Support cudaMemcpyToSymbol and cudaGetSymbolAddress in libcuda

sree314 commented 3 years ago

These are CUDA Runtime API functions, not CUDA Device API functions, so they'll never be supported in libcuda.

Turns out, neither of these have an equivalent in the CUDA Device API. So, I suspect that the CUDA runtime converts these functions to cuMemcpy under the hood along with some sort of ELF symbol lookup and linker magic.

[This is needed for ld_const_s16.cu PTX testcase (among others)]

sree314 commented 3 years ago

Just to clarify: I think these functions should already be supported using cuMemcpy.
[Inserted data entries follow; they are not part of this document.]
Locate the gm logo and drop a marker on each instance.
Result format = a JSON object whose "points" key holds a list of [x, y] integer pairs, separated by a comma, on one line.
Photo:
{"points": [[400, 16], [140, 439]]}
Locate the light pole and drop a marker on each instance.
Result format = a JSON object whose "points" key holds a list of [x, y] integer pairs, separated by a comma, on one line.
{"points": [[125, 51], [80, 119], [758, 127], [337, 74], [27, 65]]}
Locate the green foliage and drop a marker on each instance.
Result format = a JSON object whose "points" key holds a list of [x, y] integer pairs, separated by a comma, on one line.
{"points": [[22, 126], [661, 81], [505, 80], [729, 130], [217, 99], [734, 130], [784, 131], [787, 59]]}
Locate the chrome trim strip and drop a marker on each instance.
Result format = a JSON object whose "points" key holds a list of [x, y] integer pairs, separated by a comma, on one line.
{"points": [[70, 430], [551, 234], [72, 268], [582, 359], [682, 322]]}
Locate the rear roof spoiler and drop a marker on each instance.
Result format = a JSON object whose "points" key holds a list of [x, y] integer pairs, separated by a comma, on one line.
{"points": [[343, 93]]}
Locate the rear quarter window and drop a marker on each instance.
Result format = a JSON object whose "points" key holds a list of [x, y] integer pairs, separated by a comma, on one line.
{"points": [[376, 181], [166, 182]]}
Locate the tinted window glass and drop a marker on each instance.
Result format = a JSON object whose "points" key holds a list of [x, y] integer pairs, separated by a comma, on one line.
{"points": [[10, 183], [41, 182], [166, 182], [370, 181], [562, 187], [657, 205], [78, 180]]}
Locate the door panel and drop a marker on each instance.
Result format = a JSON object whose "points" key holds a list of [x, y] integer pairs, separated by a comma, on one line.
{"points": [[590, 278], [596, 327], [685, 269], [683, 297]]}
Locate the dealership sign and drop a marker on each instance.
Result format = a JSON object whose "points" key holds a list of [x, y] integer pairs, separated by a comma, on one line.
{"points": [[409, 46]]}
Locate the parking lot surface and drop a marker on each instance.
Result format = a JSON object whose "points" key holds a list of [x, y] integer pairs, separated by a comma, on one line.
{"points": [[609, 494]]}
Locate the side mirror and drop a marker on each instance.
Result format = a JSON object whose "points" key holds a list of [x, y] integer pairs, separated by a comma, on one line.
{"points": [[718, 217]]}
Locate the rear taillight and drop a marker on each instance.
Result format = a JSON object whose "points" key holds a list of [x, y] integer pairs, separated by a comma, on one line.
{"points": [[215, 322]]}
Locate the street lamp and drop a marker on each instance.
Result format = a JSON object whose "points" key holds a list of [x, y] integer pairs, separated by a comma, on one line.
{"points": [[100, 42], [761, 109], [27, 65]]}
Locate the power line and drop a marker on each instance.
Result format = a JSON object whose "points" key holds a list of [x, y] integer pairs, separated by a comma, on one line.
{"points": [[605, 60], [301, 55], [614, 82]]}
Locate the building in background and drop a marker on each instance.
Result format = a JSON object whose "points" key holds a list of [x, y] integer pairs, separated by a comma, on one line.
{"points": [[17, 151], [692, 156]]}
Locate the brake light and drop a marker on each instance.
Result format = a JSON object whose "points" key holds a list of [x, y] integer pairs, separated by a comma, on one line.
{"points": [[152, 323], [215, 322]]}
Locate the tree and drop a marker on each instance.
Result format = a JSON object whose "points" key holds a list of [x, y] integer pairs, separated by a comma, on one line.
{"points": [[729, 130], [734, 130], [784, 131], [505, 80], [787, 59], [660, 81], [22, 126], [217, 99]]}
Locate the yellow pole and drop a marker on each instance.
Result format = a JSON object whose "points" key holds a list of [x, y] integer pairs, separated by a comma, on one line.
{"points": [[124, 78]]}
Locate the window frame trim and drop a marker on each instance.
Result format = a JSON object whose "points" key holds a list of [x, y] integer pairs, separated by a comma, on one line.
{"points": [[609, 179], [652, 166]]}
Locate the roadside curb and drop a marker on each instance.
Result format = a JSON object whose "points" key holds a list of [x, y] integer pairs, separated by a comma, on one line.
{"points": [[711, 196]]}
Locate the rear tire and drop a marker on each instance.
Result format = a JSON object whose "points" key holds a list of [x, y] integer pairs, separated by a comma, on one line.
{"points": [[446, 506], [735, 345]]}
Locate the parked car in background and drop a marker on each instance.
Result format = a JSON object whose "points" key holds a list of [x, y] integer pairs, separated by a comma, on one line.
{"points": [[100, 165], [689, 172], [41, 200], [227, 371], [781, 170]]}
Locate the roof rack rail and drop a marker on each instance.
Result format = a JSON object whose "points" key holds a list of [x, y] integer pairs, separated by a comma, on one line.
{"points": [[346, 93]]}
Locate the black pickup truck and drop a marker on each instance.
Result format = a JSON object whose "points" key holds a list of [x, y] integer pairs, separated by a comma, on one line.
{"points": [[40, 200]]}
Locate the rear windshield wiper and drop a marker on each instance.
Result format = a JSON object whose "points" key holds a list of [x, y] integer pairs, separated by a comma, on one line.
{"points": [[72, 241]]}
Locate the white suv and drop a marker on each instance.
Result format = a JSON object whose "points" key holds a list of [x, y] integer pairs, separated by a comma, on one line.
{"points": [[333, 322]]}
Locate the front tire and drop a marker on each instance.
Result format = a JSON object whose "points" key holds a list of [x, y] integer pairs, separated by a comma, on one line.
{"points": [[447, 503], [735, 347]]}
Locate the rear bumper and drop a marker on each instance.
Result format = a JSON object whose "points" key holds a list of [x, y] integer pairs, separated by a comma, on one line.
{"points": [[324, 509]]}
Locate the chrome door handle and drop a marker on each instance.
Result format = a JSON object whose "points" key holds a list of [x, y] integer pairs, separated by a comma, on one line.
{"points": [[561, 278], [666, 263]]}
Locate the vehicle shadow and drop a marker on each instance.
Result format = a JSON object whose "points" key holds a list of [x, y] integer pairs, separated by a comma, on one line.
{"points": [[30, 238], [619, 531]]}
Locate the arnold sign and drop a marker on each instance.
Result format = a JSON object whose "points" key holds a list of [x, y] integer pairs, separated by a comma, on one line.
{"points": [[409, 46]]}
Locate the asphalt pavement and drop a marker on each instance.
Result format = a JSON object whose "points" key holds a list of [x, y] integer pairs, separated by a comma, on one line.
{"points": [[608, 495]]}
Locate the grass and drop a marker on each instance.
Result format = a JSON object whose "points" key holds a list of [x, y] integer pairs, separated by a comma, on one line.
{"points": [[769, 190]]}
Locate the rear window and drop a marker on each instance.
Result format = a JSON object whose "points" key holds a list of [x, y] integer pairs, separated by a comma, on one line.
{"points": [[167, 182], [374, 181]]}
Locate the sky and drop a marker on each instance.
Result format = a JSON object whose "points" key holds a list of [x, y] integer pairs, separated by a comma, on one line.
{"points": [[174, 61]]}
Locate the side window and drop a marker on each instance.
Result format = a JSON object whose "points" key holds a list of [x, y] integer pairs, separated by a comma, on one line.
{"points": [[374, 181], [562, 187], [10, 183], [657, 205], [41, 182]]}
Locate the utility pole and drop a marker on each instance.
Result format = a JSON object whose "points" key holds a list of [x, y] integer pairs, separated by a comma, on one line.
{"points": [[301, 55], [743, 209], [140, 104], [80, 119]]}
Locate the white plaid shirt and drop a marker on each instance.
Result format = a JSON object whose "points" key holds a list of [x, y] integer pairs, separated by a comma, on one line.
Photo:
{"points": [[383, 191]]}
bavalpey commented 3 years ago

Trying to replay the trace for ld_const_s16.cu PTX testcase results in an AssertionError

trace

libcudareplay.cuda_device_runtime: INFO: cuInit called from thread 10966 libcudareplay.cuda_device_runtime: WARNING: Function call cuCtxGetDevice failed in trace with error code 201, not calling handler libcudareplay.cuda_device_runtime: INFO: cuModuleGetFunction _Z23ptx_inline_ld_const_b16PtS_ for compute capability (6, 1) harmonv.loader: INFO: Found exact match for arch 61 (type 2) harmonv.loader: INFO: Found exact match for arch 61 (type 2) harmonv.loader: INFO: Found exact PTX match for arch 61 (type 1) libcudareplay.cuda_devices: INFO: Registering 944 bytes as PTX/ELF image 140250303228280 libcudareplay.cuda_devices: INFO: Registering 2408 bytes as PTX/ELF image 140250303287192 libcudareplay.cuda_devices: INFO: Registering 576 bytes as PTX/ELF image 140250303349312 libcudareplay.cuda_device_runtime: INFO: Using ELF: and PTX: for _Z23ptx_inline_ld_const_b16PtS_ libcudareplay.libcuda_replay: WARNING: No handler for cuModuleGetGlobal_v2_post found libcudareplay.cuda_device_runtime: INFO: cuMemAlloc on device 0: 2 bytes at 0x7f29f0a00000 [cuMemAlloc] 0x7f29f0a00000,2 [cuMemcpyHtoD] 0x7f29f0a00000,0x557792138de0,2,0x65 0x65 libcudareplay.libcuda_replay: WARNING: No handler for cuModuleGetGlobal_v2_post found Traceback (most recent call last): File "./demorunner.py", line 92, in tr.replay() File "/localdisk/bvalpey/projects/ROCetta/gpu-api-interposer/libcuda-replay/libcudareplay/tracerunner.py", line 157, in replay self.replayer.replay(self.trace_handler) File "/localdisk/bvalpey/projects/ROCetta/gpu-api-interposer/libcuda-replay/libcudareplay/libcuda_replay.py", line 299, in replay hf(event, blobstore_data) File "/localdisk/bvalpey/projects/ROCetta/gpu-api-interposer/libcuda-replay/libcudareplay/libcuda_replay.py", line 177, in cuMemcpyHtoD_v2_pre ev['ByteCount'], data) File "/localdisk/bvalpey/projects/ROCetta/gpu-api-interposer/libcuda-replay/libcudareplay/cuda_device_runtime.py", line 44, in checker return f(self, *args, **kwargs) File "/localdisk/bvalpey/projects/ROCetta/gpu-api-interposer/libcuda-replay/libcudareplay/cuda_device_runtime.py", line 266, in cuMemcpyHtoD assert gpu.has_dptr(dstDevice, ByteCount) AssertionError

sree314 commented 3 years ago

What value does dstDevice contain?

The assert is triggered because the address cuMemcpyHtoD is trying to copy to is not one that the library has seen in the trace (e.g. through a cuMemAlloc)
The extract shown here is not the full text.